Playing back brain images The ability to record brain activity while seeing an image, and then play it back to reconstruct the image has been a matter of pure science fiction—until now. Scientists working at the University of California, Berkeley, have succeeded in reconstructing visual images after recording the brain activity of human subjects watching movie trailers—they were able to see what the people’s brains were seeing!
They used a functional Magnetic Resonance Imaging (fMRI) scanner to record the flow of blood in certain parts of the brain. Using powerful computing techniques, it was possible to correlate the visual images with the corresponding brain activities. This allowed the images to be reconstructed. The researchers hope to eventually “read the thoughts” of patients in a coma or suffering from paralysis after a stroke. Researchers have now also succeeded in reconstructing words spoken to persons by detecting the corresponding brain activity.
Medicines release over months Slow sustained release of active principles from pills, tablets or capsules can be achieved by coating the active drug with a substance that does not dissolve immediately after intake, a process known as microencapsulation. This can also be done by embedding the drug in a matrix of an insoluble material (acrylics, chitin, etc). The drug is then released slowly as it finds its way through the small holes in the matrix.

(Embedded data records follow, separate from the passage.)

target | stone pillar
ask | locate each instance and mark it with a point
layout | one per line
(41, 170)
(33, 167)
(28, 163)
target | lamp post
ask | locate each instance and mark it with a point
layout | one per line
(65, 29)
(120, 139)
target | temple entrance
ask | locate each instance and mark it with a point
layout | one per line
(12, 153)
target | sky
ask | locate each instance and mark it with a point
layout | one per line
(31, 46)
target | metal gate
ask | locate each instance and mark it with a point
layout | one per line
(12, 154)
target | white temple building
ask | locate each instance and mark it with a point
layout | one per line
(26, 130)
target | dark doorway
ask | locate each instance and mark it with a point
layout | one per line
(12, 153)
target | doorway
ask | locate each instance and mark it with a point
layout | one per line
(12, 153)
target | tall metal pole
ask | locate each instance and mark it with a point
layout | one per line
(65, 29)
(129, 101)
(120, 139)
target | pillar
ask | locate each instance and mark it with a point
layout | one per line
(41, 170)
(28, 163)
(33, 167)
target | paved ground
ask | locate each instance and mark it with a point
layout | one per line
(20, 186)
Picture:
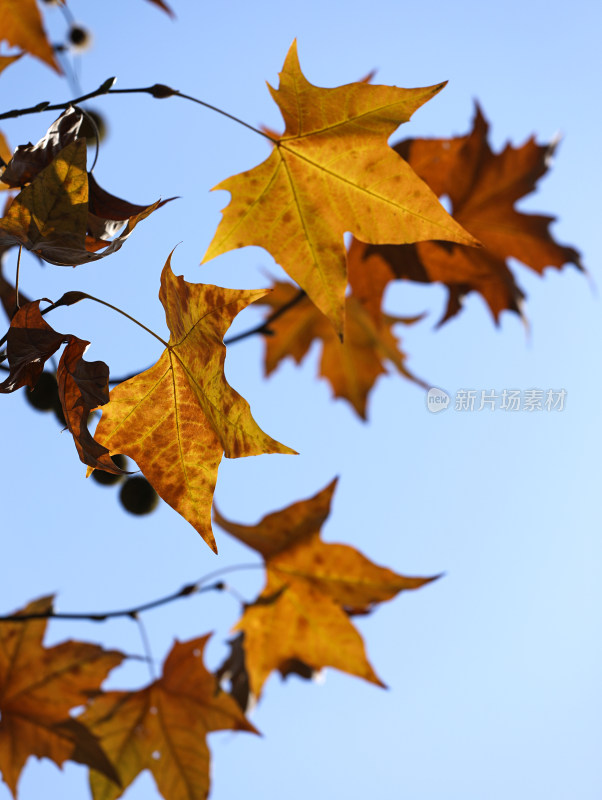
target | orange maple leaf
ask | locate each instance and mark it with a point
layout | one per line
(311, 589)
(352, 366)
(178, 418)
(38, 689)
(163, 727)
(332, 171)
(483, 188)
(21, 26)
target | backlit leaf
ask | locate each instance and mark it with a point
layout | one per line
(178, 418)
(163, 727)
(311, 589)
(38, 688)
(332, 171)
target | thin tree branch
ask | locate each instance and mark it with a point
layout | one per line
(158, 90)
(199, 586)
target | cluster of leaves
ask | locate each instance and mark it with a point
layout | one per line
(330, 172)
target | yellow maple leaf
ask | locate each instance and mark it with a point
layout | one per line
(177, 418)
(311, 589)
(162, 728)
(352, 366)
(332, 171)
(38, 688)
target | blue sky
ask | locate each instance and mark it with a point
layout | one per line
(493, 670)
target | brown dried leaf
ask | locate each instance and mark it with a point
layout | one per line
(163, 728)
(39, 687)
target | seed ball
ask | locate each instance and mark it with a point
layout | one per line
(87, 129)
(137, 496)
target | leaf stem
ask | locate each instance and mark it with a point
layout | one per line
(146, 645)
(158, 90)
(264, 327)
(69, 298)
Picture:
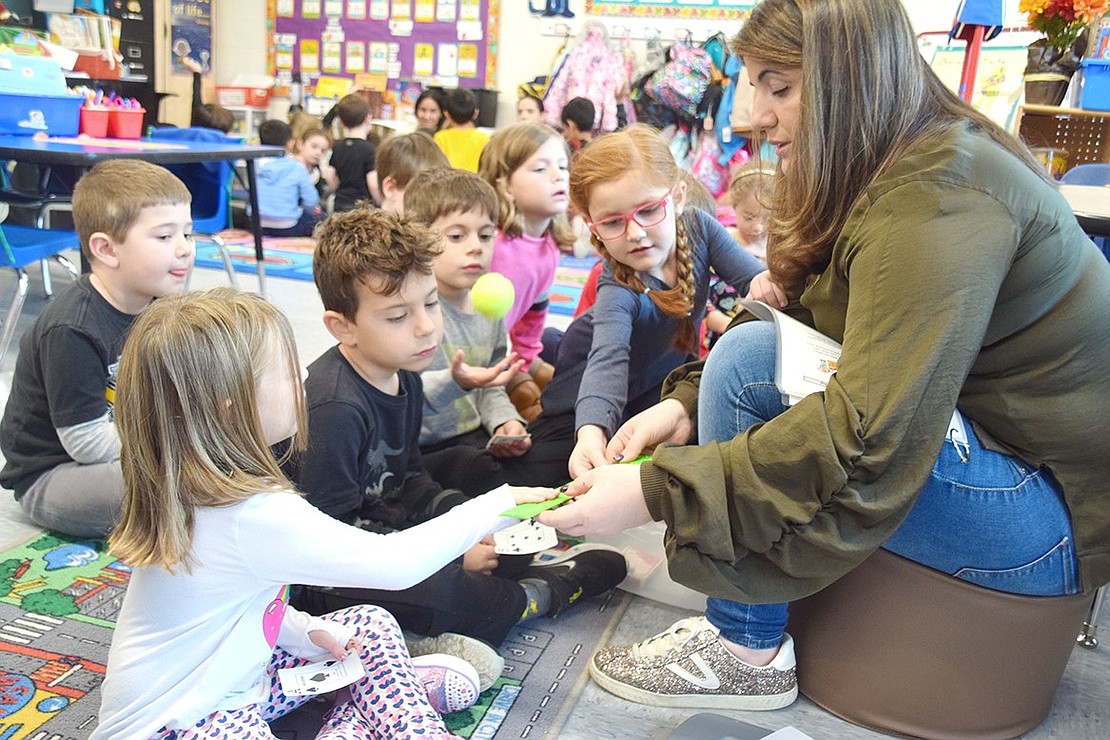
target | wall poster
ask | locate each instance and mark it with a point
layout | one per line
(678, 9)
(430, 42)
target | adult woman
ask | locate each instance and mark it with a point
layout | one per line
(430, 111)
(922, 237)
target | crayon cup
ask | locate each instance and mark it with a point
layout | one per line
(125, 122)
(94, 121)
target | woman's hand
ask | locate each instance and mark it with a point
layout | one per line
(588, 450)
(764, 289)
(515, 448)
(608, 499)
(481, 558)
(326, 641)
(468, 377)
(666, 422)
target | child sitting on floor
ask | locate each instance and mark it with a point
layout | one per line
(375, 279)
(289, 204)
(214, 533)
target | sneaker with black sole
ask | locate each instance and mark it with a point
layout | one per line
(485, 659)
(688, 667)
(451, 682)
(588, 573)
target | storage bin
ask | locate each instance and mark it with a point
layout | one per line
(1096, 92)
(94, 121)
(124, 122)
(59, 115)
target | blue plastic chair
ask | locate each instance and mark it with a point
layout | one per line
(1098, 175)
(26, 245)
(210, 185)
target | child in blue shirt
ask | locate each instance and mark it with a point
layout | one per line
(289, 203)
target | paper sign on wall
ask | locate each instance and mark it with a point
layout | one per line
(470, 10)
(402, 10)
(425, 11)
(446, 11)
(283, 51)
(355, 57)
(447, 64)
(379, 51)
(467, 60)
(310, 56)
(333, 57)
(401, 28)
(423, 60)
(468, 30)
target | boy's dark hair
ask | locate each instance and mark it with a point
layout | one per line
(110, 198)
(402, 156)
(275, 132)
(210, 115)
(461, 104)
(352, 110)
(371, 247)
(581, 112)
(435, 193)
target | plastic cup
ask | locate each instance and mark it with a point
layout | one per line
(94, 121)
(125, 122)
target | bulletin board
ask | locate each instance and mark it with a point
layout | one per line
(680, 9)
(432, 42)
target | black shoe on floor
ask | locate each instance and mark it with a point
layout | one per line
(586, 573)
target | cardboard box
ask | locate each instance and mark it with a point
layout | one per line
(231, 97)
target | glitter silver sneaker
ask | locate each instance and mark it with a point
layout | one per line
(688, 667)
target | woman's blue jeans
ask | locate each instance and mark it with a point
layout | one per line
(981, 516)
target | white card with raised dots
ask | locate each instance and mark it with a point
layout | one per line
(524, 538)
(321, 677)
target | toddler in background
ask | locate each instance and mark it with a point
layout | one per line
(400, 158)
(530, 109)
(472, 436)
(460, 139)
(214, 533)
(310, 148)
(750, 192)
(353, 155)
(430, 115)
(289, 204)
(527, 164)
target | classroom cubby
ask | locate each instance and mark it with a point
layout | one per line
(1083, 134)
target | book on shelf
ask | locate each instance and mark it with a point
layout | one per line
(805, 358)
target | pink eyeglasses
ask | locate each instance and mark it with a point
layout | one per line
(646, 215)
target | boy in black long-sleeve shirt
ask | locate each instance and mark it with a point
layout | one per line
(373, 271)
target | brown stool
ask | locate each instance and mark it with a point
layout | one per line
(898, 647)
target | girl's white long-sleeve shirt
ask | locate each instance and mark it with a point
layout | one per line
(190, 644)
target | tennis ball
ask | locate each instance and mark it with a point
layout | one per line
(493, 295)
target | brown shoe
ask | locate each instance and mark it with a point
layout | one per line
(525, 396)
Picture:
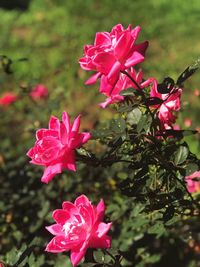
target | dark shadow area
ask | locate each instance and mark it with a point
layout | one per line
(15, 4)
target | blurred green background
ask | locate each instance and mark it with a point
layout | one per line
(51, 35)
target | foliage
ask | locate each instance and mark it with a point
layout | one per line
(139, 174)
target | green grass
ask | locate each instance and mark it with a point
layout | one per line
(51, 34)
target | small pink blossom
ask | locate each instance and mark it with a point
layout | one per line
(187, 122)
(171, 102)
(55, 147)
(124, 82)
(39, 92)
(79, 226)
(113, 52)
(8, 98)
(192, 185)
(196, 92)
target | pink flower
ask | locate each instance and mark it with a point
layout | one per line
(124, 82)
(8, 98)
(196, 92)
(192, 185)
(113, 52)
(79, 226)
(39, 92)
(55, 147)
(171, 102)
(187, 122)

This is in contrast to most tablets and capsules that lead to immediate release of drugs in the body. The slow release capsules can be very beneficial in controlling chronic pain or in cases of cancer where sustained release of drugs can prevent the re-growth of cancerous tissues. Usually such sustained release materials can have their effect last for a few days or even a week.
Now Professor Mark Grinstaff, Dr Yolanda Colson and colleagues at Brigham and Women’s Hospital in USA have succeeded in developing an exciting new material implant that will release the active drug over months and not days. The water-resistant material has a fibrous 3D structure with air trapped within it. However, some water can gradually penetrate through its pores, allowing the air in it along with the drug, to be slowly displaced and released. Medications trapped in this material can be released over months. When an anti-cancer drug was embedded in the material, the implant was found to be effective in fighting cancer cells for months.
Flying mini-robots—tomorrow’s warfare Remote controlled robots that can fly in swarms to enemy areas and gather information or release nerve gases—this horrifying scenario is becoming a reality. The General Robotics, Automation, Sensing and Perception (GRASP) laboratory at the University of Pennsylvania in USA is one of many labs in USA and Europe that are aggressively developing tomorrow’s warfare machines. Millions of small flying “birds”, controlled remotely by enemies from thousands of miles away, will be able to decimate entire armies without sacrificing a single soldier.
The “Nano Quadrotors” developed at the lab in Pennsylvania are small bird-sized machines with four rotors that can fly in swarms in complex formations, interact with one another and perform astounding maneuvers. They can avoid obstacles and perform “complex autonomous swarm behavior”. A European team recently demonstrated how such robotic swarms could build a tower by acting together at the FRAC Centre in Orléans, France.
Our armed forces should be massively funding research programmes at our various engineering universities to examine defenses against such attacks of tomorrow and developing our own weaponry of the future, before we become slaves and surrender our nation in the face of advanced technologies of foreign lands.
Galactic winds studied Galactic winds comprise high-speed charged particles that blow out of galaxies at speeds of up to 3,000km/sec. They are produced by starbursts or by super massive black holes that lurk in the centre of most galaxies. The material is shot across the stars and some of it reaches our solar system. It is being studied by NASA’s Interstellar Boundary Explorer (IBEX) that was launched in October 2008.
There are four types of atoms detected reaching our solar system from other parts of our galaxy. These are hydrogen, helium, oxygen and neon. IBEX has been systematically counting the different neutral atoms that are being carried into our solar system with the galactic wind. An interesting discovery has been that this composition of atoms differs from that already present in the solar system in that it has a lower concentration of oxygen atoms. This indicates that there is more oxygen in any slide of space within our solar system than in the interstellar space outside it.